# multiplexar un display 7seg



## krokelect (Ene 28, 2010)

Hola chavos tengo un proyecto

de varios contadores con un solo display es decir q tengo q tener 3 contadores

pero un solo display y tener una selecion entre cada display

osea
selec-1
cont-1 se muentre en el display
selec-2
cnot-2 se muestre en  el display

etc...


ya tengo en contador el problema es al multiplexar el display

la señal no me genera nungn alto ni bajo solo una variacion de voltaje q no puedo trasladar con el multiplexador

el contador es un 4026B con un 555 como simulador de señales el 4026 debe trabajar con señales de unos sensores para q cuente

y el multiplexor q estoy intentando usar es el 74157 
cabe mencionar q apenas estoy entrando en el mundo delos  multiplexores

cual cren q ste siendo mi error??
o cual multiplexador me recomiendan???

saludos¡¡¡


----------



## MrCarlos (Ene 28, 2010)

Hola krokelect

Para seleccionar los datos de los contadores deberías utilizar un IC que sea “Selector De Datos” , el que pretendes utilizar es un Flip Flop Tipo D HEXagecimal. Probablemente se pueda hacer con este pero creo es más difícil. 

Ahora, el 4026 te cuenta y decodifica a 7 segmentos; dices que tienes 3, entonces los debes conectar en cascada.

Enseguida el Selector De Datos con 21 entradas, 7 Entradas Para cada 4026 y 7 salidas; a las salida del selector conectar el único Display de 7 segmentos que tienes.

Ese IC Selector no creo que exista de 21 entradas así que lo tienes que diseñar con compuertas lógicas o utilizar un selector llamado “selector de datos 1 de 8”. Pero...tendrás que utilizar 7 de ellos.

También pudiera hacerse con el 74125 u otro que tenga salidas de 3 estados (0, 1, Abierto).

saludos
a sus ordenes


----------



## krokelect (Ene 28, 2010)

Hola Mrcarlos pues el problema es que debe ser indepedientes los datos que me cuente los 4026
 osea que no tienen nada en comun mas que el display y sobre el flip flop tipo D me pondre a estudiar sobre el tema 

pero por ejemplo por que cuando quiero hacer la conmutacion con el decoder al multiplexor se supone que cuando mantengo en L el 74151 que por cierto me equivoque por que no estoy utilizando el 74157 ok es el 74151......la entrada 0 deber ser igual su salida y aqui en este caso no sucede asi no se por que??

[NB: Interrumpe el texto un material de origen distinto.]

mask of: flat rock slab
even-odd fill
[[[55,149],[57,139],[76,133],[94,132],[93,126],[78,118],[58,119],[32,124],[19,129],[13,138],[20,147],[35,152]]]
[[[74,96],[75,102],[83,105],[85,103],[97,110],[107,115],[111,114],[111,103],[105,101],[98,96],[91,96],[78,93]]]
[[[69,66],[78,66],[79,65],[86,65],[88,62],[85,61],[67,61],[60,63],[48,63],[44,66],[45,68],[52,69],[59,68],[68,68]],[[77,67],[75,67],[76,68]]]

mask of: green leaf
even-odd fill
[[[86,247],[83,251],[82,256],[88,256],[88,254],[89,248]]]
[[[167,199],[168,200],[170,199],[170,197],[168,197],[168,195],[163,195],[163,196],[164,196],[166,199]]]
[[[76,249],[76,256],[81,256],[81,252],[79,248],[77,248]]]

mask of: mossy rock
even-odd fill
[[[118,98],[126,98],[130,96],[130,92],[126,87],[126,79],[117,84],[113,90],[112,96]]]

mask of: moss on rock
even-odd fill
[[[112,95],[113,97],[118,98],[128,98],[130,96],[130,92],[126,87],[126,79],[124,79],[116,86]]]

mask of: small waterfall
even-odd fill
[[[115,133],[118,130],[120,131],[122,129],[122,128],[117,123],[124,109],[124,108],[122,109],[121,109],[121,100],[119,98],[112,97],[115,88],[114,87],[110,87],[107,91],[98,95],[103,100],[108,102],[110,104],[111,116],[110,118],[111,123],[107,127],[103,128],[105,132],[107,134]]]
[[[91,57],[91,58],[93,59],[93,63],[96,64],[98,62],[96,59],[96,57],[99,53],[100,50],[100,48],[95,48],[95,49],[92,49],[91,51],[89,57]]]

y estoy utilizando el 74151 por que tiene 8 entradas y una salida me sobra un entrada pero ese no es problema 

Pero la duda seria como aumento las entradas a un display de 7 seg 

saludos por cierto de que parte de mexico eres???


----------



## MrCarlos (Ene 28, 2010)

Hola krokelect

Según tu mensaje original estas utilizando como contador el 4026, aunque como te mencioné este es un contador que ya trae el decodificador a 7 segmentos.
Este IC Puede funcionar con los de la serie 74HC y no con los 74LC, así que si tienes el 74HC151 debería funcionar.

Te adjunto un circuito que hice donde se ve cómo los datos del 4026(0) se presentan en el Display por un momento, luego los del 4026(1) y al último los del 4026(2).

Espero aclare tus dudas.

saludos.
a sus ordenes


----------



## krokelect (Ene 29, 2010)

pues en teoria deberia funcionar no lo eh probado fisicamente ahora lo pruebo en el protoboard y te cuento como me fue¡

por q*UE* segun lo q*UE* tengo entendido deberia funcionar no??


----------



## MrCarlos (Ene 29, 2010)

Hola krokelect

Tal vez deberías agregar un Display o unos LED’s para saber qué digito estas viendo en el Display 

saludos.


----------